ADLS Query Acceleration

May 08, 2020

ADLS Query Acceleration

ADLS:

Azure Datalake Store , as we all know is an enterprise scale big data lake store which make it easy for developers, data scientists, and analysts to store data of any size, shape, and speed, and do all types of processing and analytics across platforms and languages.

Query Acceleration:

Recently announced by the ADLS team is an exciting feature to run ANSI style SQL queries against blobs stored in ADLS from java and .net code currently. Until now developer has to either download the large data locally to perfrom quick data exploration or to mount it with a SQL layer such as synapse/Databricks to query the data. But with Query acceleration the cost of additional data processing layer is saved.

Here is the high level flow of Query acceleration from client app
How a typical application uses Query Acceleration to process data:

How a typical application uses Query Acceleration to process data:

The client application requests file data by specifying predicates and column projections.
Query Acceleration parses the specified query and distributes work to parse and filter data.
Processors read the data from the disk, parses the data by using the appropriate format, and then filters data by applying the specified predicates and column projections.
Query Acceleration combines the response shards to stream back to client application.
The client application receives and parses the streamed response. The application doesn't need to filter any additional data and can apply the desired calculation or transformation directly.

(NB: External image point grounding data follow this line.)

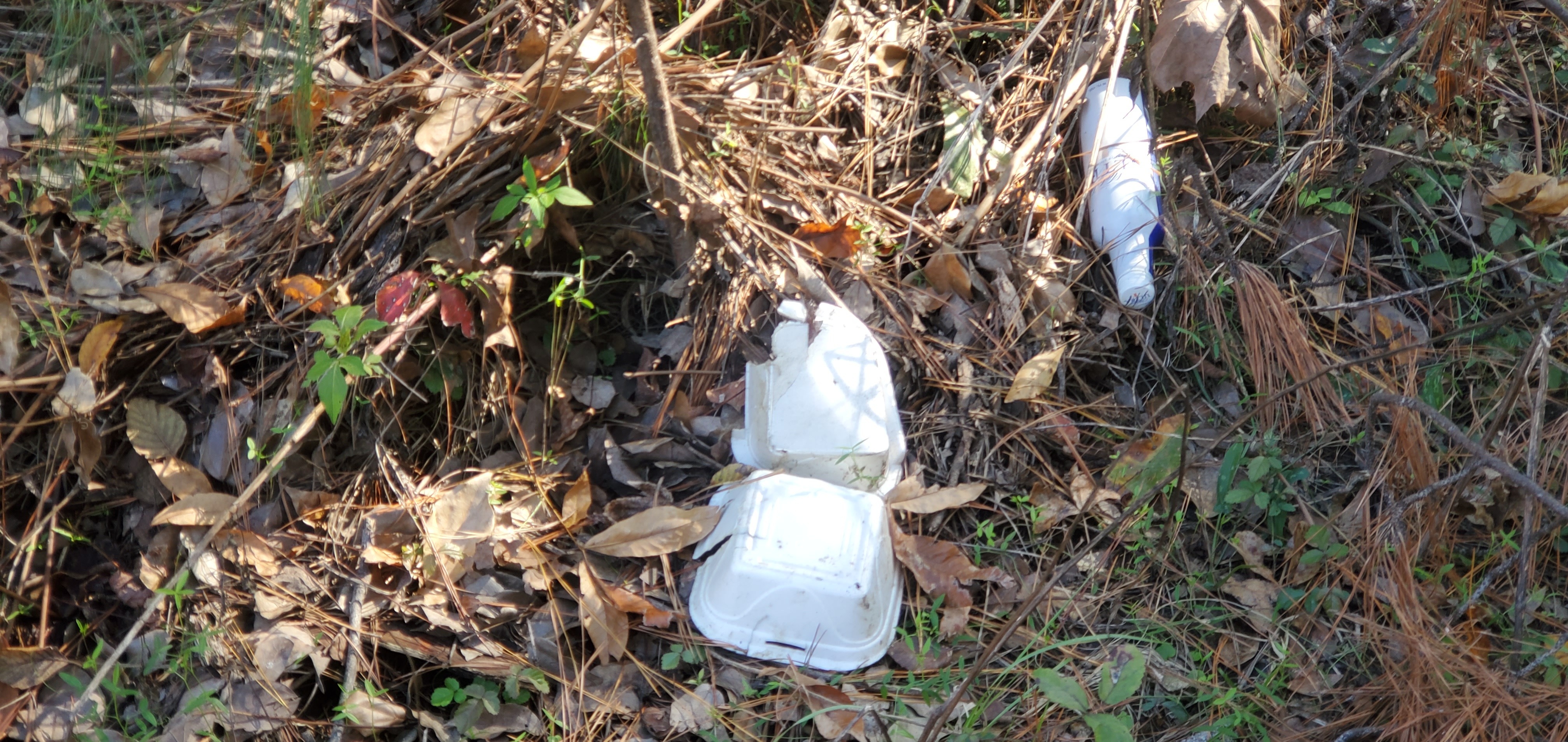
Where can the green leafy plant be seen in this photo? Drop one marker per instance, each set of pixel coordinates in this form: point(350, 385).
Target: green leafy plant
point(538, 198)
point(1329, 198)
point(333, 361)
point(1118, 681)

This feature is currently in public preview in Canada Central and France Central regions with csv and json files support using .NET and Java currently with more file types and languages support in the pipeline . Enroll here for a public preview

I have personally tried this on a sample airbnb data for amsterdam rentals. Data of size ~300MB and its awesome. Though it doesnt currently support wide level aggregate functions such as group by , but it comes with decent count,avg,min,max etc.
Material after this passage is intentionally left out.